By analyzing existing cross correlation between Gazit Globe and B Yair Building, you can compare the effects of market volatilities on Gazit Globe and B Yair and check how they will diversify away market risk if combined in the same portfolio for a given time horizon. You can also utilize pair trading strategies of matching a long position in Gazit Globe with a short position of B Yair. Check out your portfolio center. Please also check ongoing floating volatility patterns of Gazit Globe and B Yair.

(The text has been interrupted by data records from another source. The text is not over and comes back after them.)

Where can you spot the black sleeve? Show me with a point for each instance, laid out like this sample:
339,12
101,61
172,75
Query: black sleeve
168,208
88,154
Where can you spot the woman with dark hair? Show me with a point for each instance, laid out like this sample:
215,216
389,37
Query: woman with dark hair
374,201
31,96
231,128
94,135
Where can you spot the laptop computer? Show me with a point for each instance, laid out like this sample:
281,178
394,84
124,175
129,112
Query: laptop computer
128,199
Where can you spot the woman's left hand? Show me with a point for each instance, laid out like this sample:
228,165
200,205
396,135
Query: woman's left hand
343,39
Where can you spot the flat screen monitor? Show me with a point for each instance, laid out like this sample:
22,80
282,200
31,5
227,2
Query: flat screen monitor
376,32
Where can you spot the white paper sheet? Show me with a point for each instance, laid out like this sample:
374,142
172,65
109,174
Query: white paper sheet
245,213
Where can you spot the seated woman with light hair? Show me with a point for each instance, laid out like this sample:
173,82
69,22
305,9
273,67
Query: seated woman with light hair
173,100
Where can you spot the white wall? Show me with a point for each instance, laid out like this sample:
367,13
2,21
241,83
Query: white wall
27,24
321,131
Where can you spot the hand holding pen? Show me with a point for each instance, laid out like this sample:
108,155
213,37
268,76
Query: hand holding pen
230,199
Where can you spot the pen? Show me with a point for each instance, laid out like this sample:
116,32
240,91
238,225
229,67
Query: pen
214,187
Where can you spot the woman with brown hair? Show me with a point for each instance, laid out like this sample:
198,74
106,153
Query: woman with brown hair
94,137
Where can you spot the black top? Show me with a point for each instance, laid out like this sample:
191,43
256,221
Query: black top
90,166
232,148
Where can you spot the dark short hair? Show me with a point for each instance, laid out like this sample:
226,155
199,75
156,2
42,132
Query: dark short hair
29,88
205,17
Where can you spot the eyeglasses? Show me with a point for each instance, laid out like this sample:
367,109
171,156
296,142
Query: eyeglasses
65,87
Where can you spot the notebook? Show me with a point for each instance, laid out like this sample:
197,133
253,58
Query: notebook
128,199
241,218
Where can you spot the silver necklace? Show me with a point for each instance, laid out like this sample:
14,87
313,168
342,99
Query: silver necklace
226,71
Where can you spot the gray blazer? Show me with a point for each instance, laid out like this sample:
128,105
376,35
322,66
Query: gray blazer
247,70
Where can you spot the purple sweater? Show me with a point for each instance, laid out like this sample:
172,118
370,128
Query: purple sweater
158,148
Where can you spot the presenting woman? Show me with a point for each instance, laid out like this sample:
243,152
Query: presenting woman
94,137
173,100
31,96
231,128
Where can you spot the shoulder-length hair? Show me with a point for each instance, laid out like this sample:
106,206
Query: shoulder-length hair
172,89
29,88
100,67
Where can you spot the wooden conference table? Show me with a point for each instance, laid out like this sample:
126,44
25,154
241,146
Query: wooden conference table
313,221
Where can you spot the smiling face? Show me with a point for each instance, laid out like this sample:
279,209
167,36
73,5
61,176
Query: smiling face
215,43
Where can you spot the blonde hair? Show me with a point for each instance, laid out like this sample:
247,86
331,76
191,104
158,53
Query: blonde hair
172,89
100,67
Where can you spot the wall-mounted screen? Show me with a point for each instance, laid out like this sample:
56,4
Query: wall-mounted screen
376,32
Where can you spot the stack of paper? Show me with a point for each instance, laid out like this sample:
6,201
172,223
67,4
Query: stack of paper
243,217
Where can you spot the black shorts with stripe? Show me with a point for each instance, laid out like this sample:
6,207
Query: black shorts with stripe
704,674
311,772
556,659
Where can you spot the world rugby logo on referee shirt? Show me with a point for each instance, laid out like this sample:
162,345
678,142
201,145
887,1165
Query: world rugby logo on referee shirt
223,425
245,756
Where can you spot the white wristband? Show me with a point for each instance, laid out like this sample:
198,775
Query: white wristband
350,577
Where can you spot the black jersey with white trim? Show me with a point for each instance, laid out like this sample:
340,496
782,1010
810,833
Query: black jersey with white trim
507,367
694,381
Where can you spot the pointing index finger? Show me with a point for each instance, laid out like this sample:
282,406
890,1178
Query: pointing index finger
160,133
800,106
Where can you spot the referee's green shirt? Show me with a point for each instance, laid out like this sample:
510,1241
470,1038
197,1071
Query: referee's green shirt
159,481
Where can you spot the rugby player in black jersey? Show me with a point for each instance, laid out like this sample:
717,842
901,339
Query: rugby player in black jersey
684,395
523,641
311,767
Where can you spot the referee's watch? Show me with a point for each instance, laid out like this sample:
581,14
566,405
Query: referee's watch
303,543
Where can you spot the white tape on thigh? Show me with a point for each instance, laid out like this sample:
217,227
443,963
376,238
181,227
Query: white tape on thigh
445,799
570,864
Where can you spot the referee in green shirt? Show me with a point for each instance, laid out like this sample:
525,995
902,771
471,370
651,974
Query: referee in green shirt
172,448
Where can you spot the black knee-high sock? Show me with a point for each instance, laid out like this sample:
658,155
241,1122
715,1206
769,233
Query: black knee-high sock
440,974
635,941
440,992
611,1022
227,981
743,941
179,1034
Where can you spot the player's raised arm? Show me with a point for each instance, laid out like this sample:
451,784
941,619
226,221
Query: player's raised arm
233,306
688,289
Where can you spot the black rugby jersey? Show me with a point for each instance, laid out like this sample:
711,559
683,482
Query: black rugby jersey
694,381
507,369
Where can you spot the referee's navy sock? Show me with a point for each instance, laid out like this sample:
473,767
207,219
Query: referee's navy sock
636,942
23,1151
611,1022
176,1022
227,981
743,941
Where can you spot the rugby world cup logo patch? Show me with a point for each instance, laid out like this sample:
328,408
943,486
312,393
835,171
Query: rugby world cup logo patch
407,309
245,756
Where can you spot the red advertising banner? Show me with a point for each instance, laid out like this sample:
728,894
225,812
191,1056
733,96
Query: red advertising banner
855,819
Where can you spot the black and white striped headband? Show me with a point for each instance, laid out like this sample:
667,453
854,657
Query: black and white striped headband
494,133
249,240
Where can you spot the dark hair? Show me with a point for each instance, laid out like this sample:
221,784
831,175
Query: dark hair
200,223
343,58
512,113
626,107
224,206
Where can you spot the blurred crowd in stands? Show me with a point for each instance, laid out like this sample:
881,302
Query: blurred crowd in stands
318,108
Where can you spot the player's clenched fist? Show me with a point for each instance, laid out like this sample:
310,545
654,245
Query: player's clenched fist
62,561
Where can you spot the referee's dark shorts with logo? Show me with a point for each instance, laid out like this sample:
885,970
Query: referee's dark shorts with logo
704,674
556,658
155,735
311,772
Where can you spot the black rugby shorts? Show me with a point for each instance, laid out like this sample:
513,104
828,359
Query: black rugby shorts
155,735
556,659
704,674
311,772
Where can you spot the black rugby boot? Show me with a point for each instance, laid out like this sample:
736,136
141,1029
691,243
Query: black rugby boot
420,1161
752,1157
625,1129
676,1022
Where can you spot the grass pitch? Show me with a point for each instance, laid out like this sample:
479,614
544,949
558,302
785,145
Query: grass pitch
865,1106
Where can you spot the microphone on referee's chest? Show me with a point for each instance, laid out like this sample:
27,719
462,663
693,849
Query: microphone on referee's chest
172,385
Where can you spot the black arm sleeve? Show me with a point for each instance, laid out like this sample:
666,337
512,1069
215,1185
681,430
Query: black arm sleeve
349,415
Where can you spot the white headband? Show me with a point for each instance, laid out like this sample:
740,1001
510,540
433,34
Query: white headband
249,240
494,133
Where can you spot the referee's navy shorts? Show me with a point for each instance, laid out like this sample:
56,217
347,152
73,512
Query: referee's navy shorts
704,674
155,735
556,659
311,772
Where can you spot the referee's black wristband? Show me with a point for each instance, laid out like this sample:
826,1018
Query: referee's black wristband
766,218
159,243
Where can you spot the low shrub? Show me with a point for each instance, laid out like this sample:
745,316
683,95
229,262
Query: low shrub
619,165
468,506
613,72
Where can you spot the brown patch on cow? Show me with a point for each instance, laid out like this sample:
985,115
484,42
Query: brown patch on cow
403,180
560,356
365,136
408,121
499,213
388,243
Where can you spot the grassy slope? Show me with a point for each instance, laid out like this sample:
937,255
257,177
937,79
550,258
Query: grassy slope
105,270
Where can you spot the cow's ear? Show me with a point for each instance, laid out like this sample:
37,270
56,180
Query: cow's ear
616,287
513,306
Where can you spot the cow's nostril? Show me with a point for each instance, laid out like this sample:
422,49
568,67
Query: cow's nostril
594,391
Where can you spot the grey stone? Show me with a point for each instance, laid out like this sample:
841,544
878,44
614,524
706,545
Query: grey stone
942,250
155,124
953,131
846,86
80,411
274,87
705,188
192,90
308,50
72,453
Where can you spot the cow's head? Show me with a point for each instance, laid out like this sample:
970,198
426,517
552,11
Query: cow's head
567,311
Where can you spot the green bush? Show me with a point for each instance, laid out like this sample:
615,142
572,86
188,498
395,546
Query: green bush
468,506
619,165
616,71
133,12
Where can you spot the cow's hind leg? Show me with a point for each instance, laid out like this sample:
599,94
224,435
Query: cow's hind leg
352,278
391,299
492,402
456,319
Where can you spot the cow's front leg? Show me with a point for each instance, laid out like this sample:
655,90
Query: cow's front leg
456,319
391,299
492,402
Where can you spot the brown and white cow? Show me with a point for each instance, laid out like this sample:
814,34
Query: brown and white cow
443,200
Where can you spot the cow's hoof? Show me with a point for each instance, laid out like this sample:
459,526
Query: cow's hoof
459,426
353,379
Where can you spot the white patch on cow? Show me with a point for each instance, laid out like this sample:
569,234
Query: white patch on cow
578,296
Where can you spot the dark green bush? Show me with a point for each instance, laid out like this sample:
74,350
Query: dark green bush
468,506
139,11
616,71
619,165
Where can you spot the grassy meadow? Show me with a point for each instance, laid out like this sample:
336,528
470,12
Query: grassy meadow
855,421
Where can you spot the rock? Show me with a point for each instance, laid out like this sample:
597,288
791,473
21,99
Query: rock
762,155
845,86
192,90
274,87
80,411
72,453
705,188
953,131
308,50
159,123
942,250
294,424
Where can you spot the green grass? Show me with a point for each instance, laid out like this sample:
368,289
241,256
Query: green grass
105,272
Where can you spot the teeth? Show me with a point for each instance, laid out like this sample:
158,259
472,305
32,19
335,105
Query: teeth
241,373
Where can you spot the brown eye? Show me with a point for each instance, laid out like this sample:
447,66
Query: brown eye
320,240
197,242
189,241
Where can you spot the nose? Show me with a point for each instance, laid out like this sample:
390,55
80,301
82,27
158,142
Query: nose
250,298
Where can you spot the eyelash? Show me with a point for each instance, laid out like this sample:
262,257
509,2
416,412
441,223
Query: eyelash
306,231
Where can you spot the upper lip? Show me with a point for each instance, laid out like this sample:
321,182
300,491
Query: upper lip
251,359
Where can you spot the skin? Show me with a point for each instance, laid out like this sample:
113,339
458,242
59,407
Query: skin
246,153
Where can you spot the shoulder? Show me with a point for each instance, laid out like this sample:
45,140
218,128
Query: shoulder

Diversification Opportunities for Gazit Globe and B Yair
0.03 | Correlation Coefficient |
Significant diversification
The 3 months correlation between Gazit and BYAR is 0.03. Overlapping area represents the amount of risk that can be diversified away by holding Gazit Globe and B Yair Building in the same portfolio, assuming nothing else is changed. The correlation between historical prices or returns on B Yair Building and Gazit Globe is a relative statistical measure of the degree to which these equity instruments tend to move together. The correlation coefficient measures the extent to which returns on Gazit Globe are associated (or correlated) with B Yair. Values of the correlation coefficient range from -1 to +1, where. The correlation of zero (0) is possible when the price movement of B Yair Building has no effect on the direction of Gazit Globe i.e., Gazit Globe and B Yair go up and down completely randomly.
Pair Corralation between Gazit Globe and B Yair
Assuming the 90 days trading horizon Gazit Globe is expected to generate 10.89 times less return on investment than B Yair. But when comparing it to its historical volatility, Gazit Globe is 1.8 times less risky than B Yair. It trades about 0.04 of its potential returns per unit of risk. B Yair Building is currently generating about 0.27 of returns per unit of risk over similar time horizon. If you would invest 91,990 in B Yair Building on September 25, 2024 and sell it today you would earn a total of 65,310 from holding B Yair Building or generate 71.0% return on investment over 90 days.
Time Period | 3 Months [change] |
Direction | Moves Together |
Strength | Insignificant |
Accuracy | 97.83% |
Values | Daily Returns |
Gazit Globe vs. B Yair Building
Performance |
Timeline |
Gazit Globe |
B Yair Building |
Gazit Globe and B Yair Volatility Contrast
Predicted Return Density |
Returns |
Pair Trading with Gazit Globe and B Yair
The main advantage of trading using opposite Gazit Globe and B Yair positions is that it hedges away some unsystematic risk. Because of two separate transactions, even if Gazit Globe position performs unexpectedly, B Yair can make up some of the losses. Pair trading also minimizes risk from directional movements in the market. For example, if an entire industry or sector drops because of unexpected headlines, the short position in B Yair will offset losses from the drop in B Yair's long position.Gazit Globe vs. Azrieli Group | Gazit Globe vs. Delek Group | Gazit Globe vs. Shikun Binui | Gazit Globe vs. Israel Discount Bank |
Check out your portfolio center.Note that this page's information should be used as a complementary analysis to find the right mix of equity instruments to add to your existing portfolios or create a brand new portfolio. You can also try the Investing Opportunities module to build portfolios using our predefined set of ideas and optimize them against your investing preferences.